We could think, too, of moral pollution. This world is a cesspool of wickedness. The sun shines on the wicked as well as the just; the rain waters the crops of the rebel as well as the righteous. But soon all will change. All is going to be delivered when the Lord Jesus returns. Soon He will come to the air for His Church, and then to the earth to cleanse, restore, and purify it with a refiner’s fire. There will be rapid reversal of the present world system. What will happen?

There will be a time of undeterred prosperity. There will be a time when the animal creation and nature itself will be restored to its pristine condition. There will be the reintroduction of longevity of life. There will be reigning in righteousness and peace.

He must display publicly the glory of His church

From God’s viewpoint, the Church is a thing of exquisite beauty–and will be seen to be so, for when He returns, that will be made universally known. He will present it to Himself a glorious church without spot or wrinkle . . . (Eph. 5:27).

Two words are used of this manifestation. Ephesians 2:7 states, “That He might show . . . ” this is public acclamation and demonstration   “That He might present . . . ” (Eph. 5:27). We, in marvellous grace, will be placed alongside Him!

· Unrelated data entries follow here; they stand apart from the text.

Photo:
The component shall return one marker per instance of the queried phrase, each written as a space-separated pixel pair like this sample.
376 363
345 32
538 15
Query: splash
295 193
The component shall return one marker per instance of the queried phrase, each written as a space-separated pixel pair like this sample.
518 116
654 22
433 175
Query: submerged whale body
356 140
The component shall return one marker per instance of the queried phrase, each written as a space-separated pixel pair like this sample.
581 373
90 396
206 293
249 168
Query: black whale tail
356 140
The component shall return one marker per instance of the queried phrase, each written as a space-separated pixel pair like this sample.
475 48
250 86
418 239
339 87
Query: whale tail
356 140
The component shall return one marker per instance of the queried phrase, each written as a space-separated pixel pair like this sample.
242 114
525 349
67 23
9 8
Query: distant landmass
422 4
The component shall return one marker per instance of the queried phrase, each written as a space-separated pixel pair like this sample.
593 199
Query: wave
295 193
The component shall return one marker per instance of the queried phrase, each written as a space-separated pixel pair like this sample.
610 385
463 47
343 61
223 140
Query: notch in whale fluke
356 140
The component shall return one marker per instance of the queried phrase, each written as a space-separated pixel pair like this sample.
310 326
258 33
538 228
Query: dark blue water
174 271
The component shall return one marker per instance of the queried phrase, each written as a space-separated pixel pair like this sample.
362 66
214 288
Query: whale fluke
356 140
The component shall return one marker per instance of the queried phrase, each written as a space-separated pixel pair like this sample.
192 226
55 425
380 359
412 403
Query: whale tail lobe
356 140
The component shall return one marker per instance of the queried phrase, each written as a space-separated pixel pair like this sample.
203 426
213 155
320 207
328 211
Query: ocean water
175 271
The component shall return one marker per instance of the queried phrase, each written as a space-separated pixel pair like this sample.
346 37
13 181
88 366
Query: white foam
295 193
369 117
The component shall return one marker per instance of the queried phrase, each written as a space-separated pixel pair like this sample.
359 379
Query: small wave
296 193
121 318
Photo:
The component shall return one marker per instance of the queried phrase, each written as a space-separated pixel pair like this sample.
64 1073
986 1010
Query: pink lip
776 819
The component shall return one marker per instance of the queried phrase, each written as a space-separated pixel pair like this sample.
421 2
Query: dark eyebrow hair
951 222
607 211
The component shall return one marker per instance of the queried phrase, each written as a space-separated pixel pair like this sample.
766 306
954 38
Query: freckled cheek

At the coronation of Queen Elizabeth II, her husband was the first to be on his knees at her feet, paying homage. But think of this; our Lord Jesus Christ, Head over all things to the church, will place us in that crowning day by His side. We shall be the reflection of His glory and power, “wondered at in all them that believe” (2 Thess. 1).

“Let all that look for hasten that coming joyful day
By earnest consecration to walk the narrow way,
By gathering in the lost ones for whom our Lord did die;
For the crowning day is coming by and by.”